ペットの防災は、「連れて行けるか」だけでなく、「一緒に過ごし続けられるか」まで見ておくと、無理の少ない備えにつながります。
ペットカテゴリと一緒に考えると整理しやすいこと
ペットの暮らし全体の備え、見守り、留守番、体調面まで含めて見直したい場合は、ペットカテゴリ もあわせて見ると整理しやすくなります。
家族の役割分担が必要なら 家族カテゴリ、高齢者世帯や介護が関わる家庭なら 介護カテゴリ もあわせて確認すると、より現実に近い備えになります。
ペット同行避難を考える前に確認したいページ
ペット防災は、完璧にそろえることより、災害時にペットと一緒にどう動くかを家族で共有しておくことが大切です。移動・フード・水・トイレ・避難先を分けて確認してください。
次の一手
自宅でペットと過ごせるか不安な方は、自宅避難と避難所の判断を確認してください。
停電時の暑さ寒さや電源が不安な方は、停電対策へ進んでください。
ペットの暮らし全体の備えも見直したい方は、ペット防災ページもあわせて確認してください。
よくある質問
Q. ペット防災では何を優先して備えるとよいですか?
まず、移動できる準備、フード・水・トイレ・薬、避難先や自宅避難での過ごし方を分けて考えると整理しやすくなります。用品だけでなく、誰が連れて動くかも確認してください。

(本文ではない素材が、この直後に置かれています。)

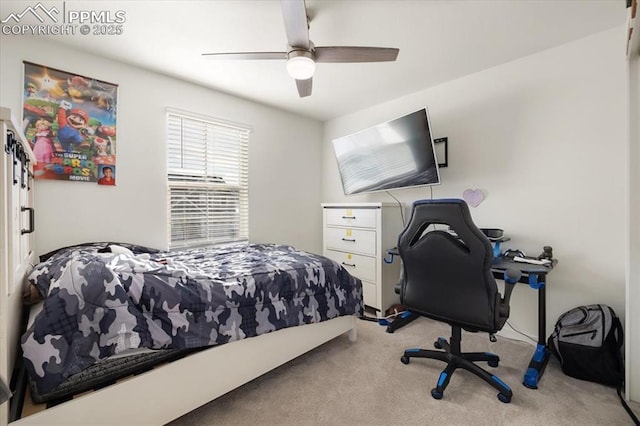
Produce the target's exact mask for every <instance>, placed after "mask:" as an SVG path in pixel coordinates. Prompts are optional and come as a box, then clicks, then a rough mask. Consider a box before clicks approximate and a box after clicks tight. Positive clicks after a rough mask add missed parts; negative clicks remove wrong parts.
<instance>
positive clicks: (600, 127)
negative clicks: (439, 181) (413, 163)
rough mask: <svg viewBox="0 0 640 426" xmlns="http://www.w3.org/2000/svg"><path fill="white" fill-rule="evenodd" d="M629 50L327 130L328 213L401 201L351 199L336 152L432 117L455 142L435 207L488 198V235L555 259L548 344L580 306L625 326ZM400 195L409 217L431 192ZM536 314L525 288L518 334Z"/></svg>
mask: <svg viewBox="0 0 640 426" xmlns="http://www.w3.org/2000/svg"><path fill="white" fill-rule="evenodd" d="M623 45H624V30H623V29H622V28H620V29H614V30H610V31H606V32H603V33H599V34H596V35H593V36H590V37H587V38H584V39H581V40H578V41H575V42H572V43H569V44H566V45H563V46H560V47H557V48H554V49H551V50H547V51H544V52H541V53H538V54H535V55H532V56H529V57H526V58H523V59H520V60H517V61H514V62H511V63H508V64H504V65H501V66H498V67H495V68H492V69H489V70H486V71H483V72H480V73H477V74H473V75H470V76H467V77H464V78H461V79H458V80H455V81H451V82H449V83H446V84H442V85H440V86H437V87H435V88H432V89H428V90H424V91H421V92H418V93H415V94H412V95H409V96H406V97H403V98H400V99H397V100H394V101H391V102H388V103H384V104H381V105H376V106H373V107H371V108H369V109H366V110H363V111H360V112H357V113H354V114H351V115H349V116H345V117H340V118H337V119H334V120H331V121H330V122H327V123H326V125H325V135H324V142H323V144H324V148H323V159H324V165H323V168H324V186H323V201H324V202H340V201H393V199H392V198H390V197H389V196H388V195H387V194H385V193H374V194H368V195H358V196H349V197H346V196H344V195H343V193H342V188H341V186H340V178H339V174H338V171H337V167H336V162H335V158H334V155H333V150H332V147H331V140H332V139H333V138H336V137H339V136H343V135H346V134H349V133H352V132H355V131H358V130H361V129H363V128H366V127H369V126H372V125H375V124H377V123H379V122H383V121H386V120H389V119H390V118H394V117H397V116H400V115H402V114H405V113H408V112H412V111H414V110H417V109H419V108H422V107H424V106H426V107H427V108H428V109H429V113H430V116H431V123H432V130H433V133H434V136H435V137H444V136H447V137H448V138H449V167H448V168H443V169H441V180H442V184H441V185H439V186H437V187H434V188H433V195H434V198H443V197H458V198H461V197H462V193H463V191H464V190H465V189H467V188H471V189H475V188H478V189H482V190H483V191H484V192H485V194H486V199H485V201H484V203H483V204H481V205H480V206H479V207H477V208H475V209H473V208H472V212H471V213H472V215H473V218H474V220H475V222H476V224H478V225H479V226H480V227H491V228H493V227H495V228H502V229H504V230H505V232H506V234H507V235H508V236H510V237H511V241H510V242H509V243H506V244H505V245H504V247H505V248H519V249H522V250H524V251H525V252H526V253H527V254H529V255H536V256H537V255H538V254H540V253H541V252H542V247H543V246H545V245H550V246H552V247H553V250H554V256H555V257H556V258H557V259H559V264H558V266H557V267H556V269H555V270H554V271H553V273H552V274H551V275H550V276H549V283H548V286H547V301H548V305H547V307H548V310H547V314H548V315H547V330H546V335H547V336H548V335H549V334H550V332H551V328H552V326H553V324H554V323H555V320H556V319H557V318H558V316H559V315H560V314H561V313H562V312H564V311H566V310H568V309H569V308H572V307H574V306H577V305H582V304H589V303H606V304H609V305H610V306H612V307H613V308H614V310H615V311H616V312H617V313H618V314H619V315H621V316H622V317H623V318H624V308H625V302H624V297H625V295H624V292H625V268H624V259H625V179H626V176H625V164H626V159H625V149H626V132H625V120H626V118H625V117H626V104H625V66H626V65H625V56H624V49H623V48H622V46H623ZM452 54H456V55H459V54H464V52H455V53H452ZM435 66H437V65H435ZM393 195H394V196H395V197H397V198H398V199H399V200H400V201H402V202H403V203H405V204H406V205H410V204H411V203H412V202H413V201H414V200H417V199H422V198H429V197H430V190H429V188H420V189H405V190H397V191H394V192H393ZM536 309H537V303H536V294H535V293H534V292H533V290H530V289H528V288H526V287H525V286H522V288H517V289H516V291H515V292H514V294H513V298H512V310H511V313H512V314H511V319H510V322H511V323H512V324H513V325H514V326H515V327H517V328H518V329H520V330H521V331H524V332H526V333H527V334H529V335H532V336H537V322H536V321H537V310H536Z"/></svg>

Q. ペット用品は人の防災用品と別に考えるべきですか?
別で必要な物はありますが、避難や備蓄の流れは家族全体とつなげて考える方が動きやすくなります。人の防災リュックとペット用品を分けて、誰が何を持つかを決めておくと安心です。
Q. 同行避難だけ考えておけば十分ですか?
同行避難は大切ですが、それだけでは不十分です。自宅で過ごす場合、停電時の暑さ寒さ、断水時のトイレ、フードや薬の備えも確認しておく必要があります。
Q. ペットがいる家庭で避難所へ行く前に確認することはありますか?
避難所の受け入れ方、ケージやキャリー、フード、水、トイレ用品、鳴き声やにおいへの配慮、家族の役割分担を確認してください。自宅避難も選択肢に入れて考えると判断しやすくなります。